Scientists have found a single mutation in a gene tied to cancer that may be the cause of a rare, disfiguring condition that affected the “Elephant Man” who toured Europe in the 19th century and was the subject of a 1980 film.
Because the gene is being targeted by cancer researchers, drugs now in development may provide the first treatment for the condition, scientists said. The disease, called the Proteus syndrome, is marked by uncontrolled tissue and bone growth. It’s named for the shape-shifting god from Greek mythology, and affects fewer than 500 people globally, according to the National Institutes of Health.
The single mutation, essentially one misspelling among 3 billion letters that comprise the human genome, occurs during fetal development and isn’t inherited, said Leslie Biesecker, the senior author of the report published in the New England Journal of Medicine.
“All patients so far have exactly the same mutation in the same gene, and it’s never found in unaffected people,” said Biesecker, chief of genetic diseases research at the National Human Genome Research Institute, in a conference call with reporters yesterday. “Once the mutation happens, the cells that descend from that mutated cell display the uncontrolled growth that characterizes the disorder.”
Researchers said they plan to confirm the diagnosis of Joseph Merrick, who was played by John Hurt in the 1980 film, by analyzing his remains. Merrick died in 1890 in London.
The scientists found that the cells that were unaffected by the mutation continue to develop, giving the affected child two separate genomes. It’s difficult for doctors to diagnose the condition because, in some cases, only the normal cells were studied, Biesecker said.

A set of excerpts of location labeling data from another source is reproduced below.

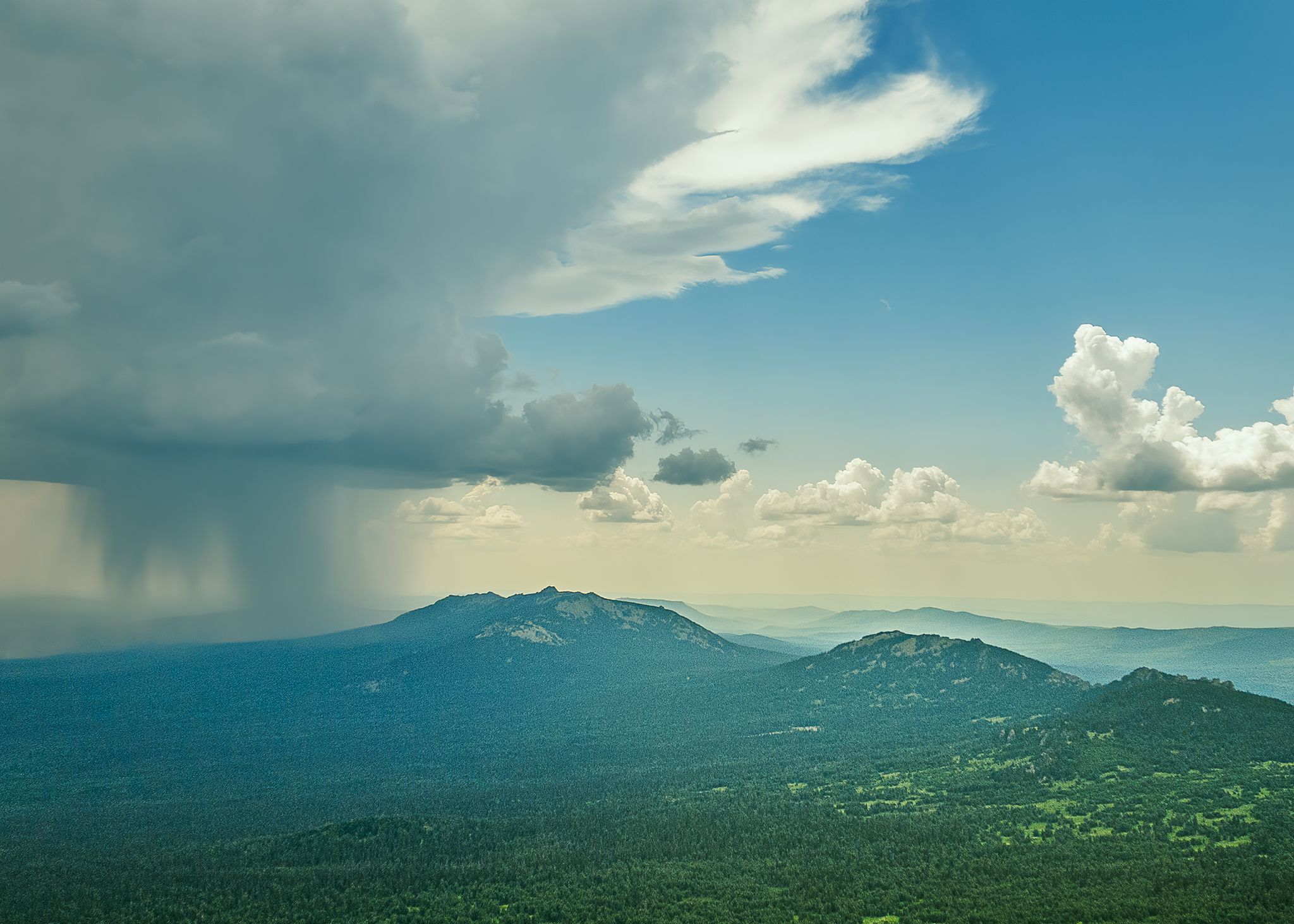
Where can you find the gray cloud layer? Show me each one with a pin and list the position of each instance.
(756, 444)
(686, 466)
(244, 249)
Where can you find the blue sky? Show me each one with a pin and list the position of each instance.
(264, 293)
(1130, 170)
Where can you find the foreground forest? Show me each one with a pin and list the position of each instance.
(897, 778)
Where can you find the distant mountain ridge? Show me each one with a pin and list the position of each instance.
(1258, 659)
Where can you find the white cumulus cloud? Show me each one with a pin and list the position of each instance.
(624, 498)
(1146, 445)
(919, 504)
(470, 517)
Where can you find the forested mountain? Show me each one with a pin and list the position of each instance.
(558, 756)
(1259, 661)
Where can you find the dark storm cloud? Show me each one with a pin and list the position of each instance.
(245, 249)
(758, 444)
(708, 466)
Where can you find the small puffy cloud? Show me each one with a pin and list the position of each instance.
(919, 504)
(624, 498)
(670, 428)
(471, 517)
(1276, 534)
(28, 308)
(1144, 445)
(1160, 523)
(687, 466)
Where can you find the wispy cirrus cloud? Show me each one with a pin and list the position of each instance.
(780, 144)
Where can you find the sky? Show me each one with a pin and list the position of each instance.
(932, 298)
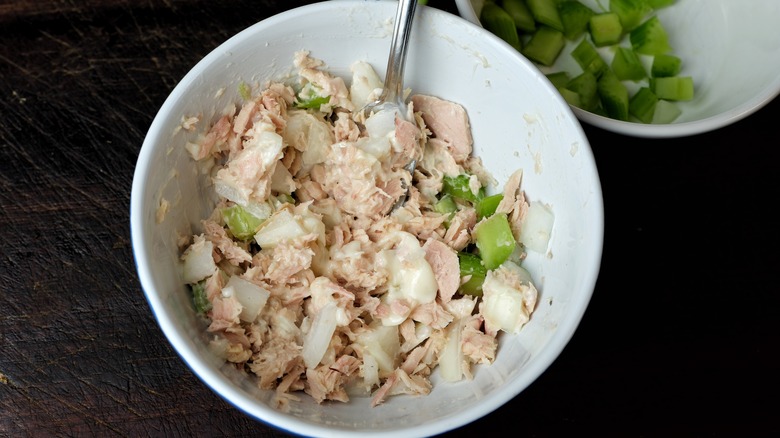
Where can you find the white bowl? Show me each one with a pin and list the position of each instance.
(730, 48)
(451, 58)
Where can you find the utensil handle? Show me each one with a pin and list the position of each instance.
(397, 59)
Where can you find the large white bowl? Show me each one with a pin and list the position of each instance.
(518, 121)
(730, 48)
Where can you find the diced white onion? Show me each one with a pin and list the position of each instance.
(198, 262)
(451, 358)
(317, 340)
(251, 296)
(537, 227)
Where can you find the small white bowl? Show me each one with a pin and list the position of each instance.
(448, 57)
(730, 48)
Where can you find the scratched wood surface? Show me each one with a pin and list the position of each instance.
(680, 337)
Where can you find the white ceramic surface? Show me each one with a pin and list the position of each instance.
(730, 48)
(518, 120)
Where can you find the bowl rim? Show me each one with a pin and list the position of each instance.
(217, 382)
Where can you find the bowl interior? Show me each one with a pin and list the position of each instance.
(518, 121)
(730, 49)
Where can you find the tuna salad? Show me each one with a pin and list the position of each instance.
(312, 283)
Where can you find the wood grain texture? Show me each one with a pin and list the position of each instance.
(679, 339)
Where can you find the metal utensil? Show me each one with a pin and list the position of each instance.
(391, 98)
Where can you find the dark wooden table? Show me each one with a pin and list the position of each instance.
(680, 338)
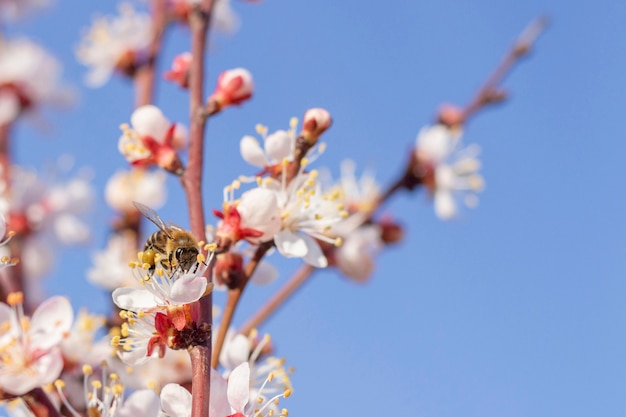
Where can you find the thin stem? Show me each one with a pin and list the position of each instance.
(146, 73)
(39, 403)
(490, 92)
(232, 300)
(278, 299)
(191, 181)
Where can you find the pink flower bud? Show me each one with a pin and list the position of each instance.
(316, 121)
(179, 73)
(233, 87)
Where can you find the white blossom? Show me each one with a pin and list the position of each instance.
(114, 42)
(29, 348)
(29, 78)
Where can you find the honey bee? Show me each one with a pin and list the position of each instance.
(176, 248)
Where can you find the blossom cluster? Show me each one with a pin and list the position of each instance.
(161, 281)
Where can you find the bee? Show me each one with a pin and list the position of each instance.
(176, 247)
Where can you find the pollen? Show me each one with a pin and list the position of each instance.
(15, 298)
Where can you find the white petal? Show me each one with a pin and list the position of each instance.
(314, 256)
(187, 289)
(239, 387)
(259, 210)
(278, 145)
(290, 244)
(176, 401)
(252, 153)
(133, 299)
(148, 120)
(445, 206)
(265, 273)
(144, 403)
(135, 357)
(43, 371)
(50, 322)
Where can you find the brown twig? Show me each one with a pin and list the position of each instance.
(294, 283)
(191, 180)
(490, 92)
(233, 297)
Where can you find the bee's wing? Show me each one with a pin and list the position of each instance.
(153, 217)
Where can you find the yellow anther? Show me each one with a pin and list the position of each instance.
(15, 298)
(87, 370)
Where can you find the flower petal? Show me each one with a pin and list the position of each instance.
(278, 145)
(143, 402)
(133, 299)
(42, 371)
(149, 120)
(176, 401)
(238, 392)
(187, 289)
(290, 244)
(314, 256)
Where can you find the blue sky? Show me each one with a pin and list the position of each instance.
(514, 309)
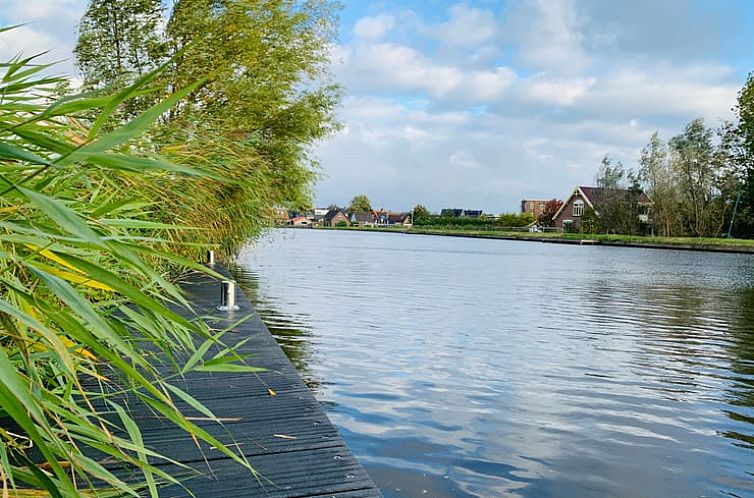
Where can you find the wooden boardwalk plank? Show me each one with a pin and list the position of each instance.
(287, 438)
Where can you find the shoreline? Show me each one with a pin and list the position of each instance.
(682, 244)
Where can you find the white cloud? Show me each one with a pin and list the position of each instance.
(549, 35)
(50, 25)
(373, 28)
(378, 66)
(466, 26)
(563, 92)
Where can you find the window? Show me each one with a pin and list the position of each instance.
(578, 208)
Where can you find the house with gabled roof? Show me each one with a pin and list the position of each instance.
(363, 218)
(582, 198)
(334, 217)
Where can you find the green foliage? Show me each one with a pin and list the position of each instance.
(360, 203)
(119, 42)
(697, 178)
(421, 215)
(83, 285)
(590, 222)
(547, 217)
(265, 98)
(505, 220)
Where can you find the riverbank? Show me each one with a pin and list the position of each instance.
(678, 243)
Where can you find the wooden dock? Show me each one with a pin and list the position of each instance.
(287, 437)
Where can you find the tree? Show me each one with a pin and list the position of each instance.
(547, 217)
(421, 214)
(118, 41)
(658, 180)
(360, 203)
(737, 144)
(612, 201)
(264, 96)
(692, 160)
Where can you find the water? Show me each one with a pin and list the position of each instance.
(463, 367)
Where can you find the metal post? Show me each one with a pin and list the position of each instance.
(227, 296)
(732, 218)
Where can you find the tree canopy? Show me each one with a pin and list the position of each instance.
(360, 203)
(264, 96)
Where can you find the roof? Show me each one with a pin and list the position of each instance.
(362, 216)
(595, 195)
(332, 214)
(451, 212)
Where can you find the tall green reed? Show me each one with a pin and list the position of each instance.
(86, 244)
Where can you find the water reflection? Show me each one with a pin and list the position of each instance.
(462, 367)
(290, 334)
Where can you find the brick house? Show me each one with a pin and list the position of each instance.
(534, 207)
(363, 218)
(570, 213)
(333, 217)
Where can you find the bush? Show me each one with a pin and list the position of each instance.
(84, 285)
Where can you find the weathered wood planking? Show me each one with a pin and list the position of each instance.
(287, 437)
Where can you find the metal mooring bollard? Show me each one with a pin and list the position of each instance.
(228, 296)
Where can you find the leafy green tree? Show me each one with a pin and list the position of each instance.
(264, 97)
(658, 179)
(693, 161)
(360, 203)
(738, 146)
(119, 40)
(421, 215)
(589, 221)
(547, 217)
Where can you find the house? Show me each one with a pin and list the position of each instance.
(280, 215)
(535, 207)
(569, 215)
(389, 218)
(363, 218)
(451, 213)
(460, 213)
(399, 218)
(334, 217)
(300, 221)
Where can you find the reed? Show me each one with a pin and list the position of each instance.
(93, 223)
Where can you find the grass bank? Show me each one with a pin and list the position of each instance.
(684, 243)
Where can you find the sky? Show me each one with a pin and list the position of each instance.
(480, 104)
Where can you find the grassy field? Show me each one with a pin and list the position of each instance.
(702, 244)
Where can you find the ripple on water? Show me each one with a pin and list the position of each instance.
(465, 367)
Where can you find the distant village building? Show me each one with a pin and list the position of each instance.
(534, 207)
(335, 216)
(300, 221)
(461, 213)
(363, 218)
(390, 218)
(280, 214)
(571, 212)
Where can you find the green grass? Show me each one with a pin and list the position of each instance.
(87, 252)
(632, 240)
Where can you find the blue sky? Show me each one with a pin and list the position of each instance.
(479, 104)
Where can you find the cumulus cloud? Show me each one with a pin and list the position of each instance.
(481, 103)
(50, 26)
(373, 28)
(392, 66)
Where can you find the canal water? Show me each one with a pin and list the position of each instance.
(462, 367)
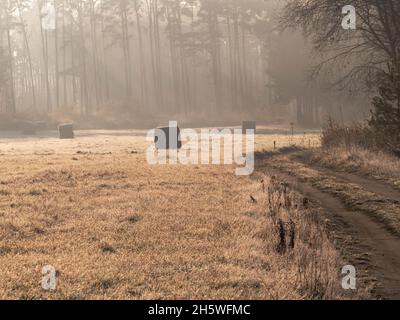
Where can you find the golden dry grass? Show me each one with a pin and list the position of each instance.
(379, 165)
(116, 228)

The mutation occurs in the AKT1 gene, which has been linked to tumors and may cause as much as 5 percent of breast cancers. Companies targeting AKT include GlaxoSmithKline Plc, Astra-Zeneca Plc, Zentaris Inc. and VioQuest Pharmaceuticals. Roche Holding AG’s Tarceva and Eli Lilly & Co.’s Erbitux appear to work, in part, by hitting AKT, studies have shown.
The researchers sequenced the part of the genome that codes proteins to pinpoint the mutation in seven patients with Proteus syndrome. They then tested 22 more patients, finding the mutation in 26 of the 29 tested. The other three may have the mutation at lower levels or in different tissues, the researchers said.
A subsequent analysis of 400 volunteers and thousands of others whose genomes are kept in public research databases failed to turn up the mutation in anyone without the condition.
15 Years of Tissue
The researchers did their analysis on tissue samples removed during surgery to control excessive bone and tissue growth during the past 15 years, said Eric Green, director of the National Human Genome Research Institute. The process took so long because they needed the technology to mature, he said.
“We are just starting to capitalize on the leading edge of this genomic revolution,” he said. “Like X-rays that peered into our bodies in the previous century, the power to routinely and robustly peer into our genomes will prove revolutionary,” he said.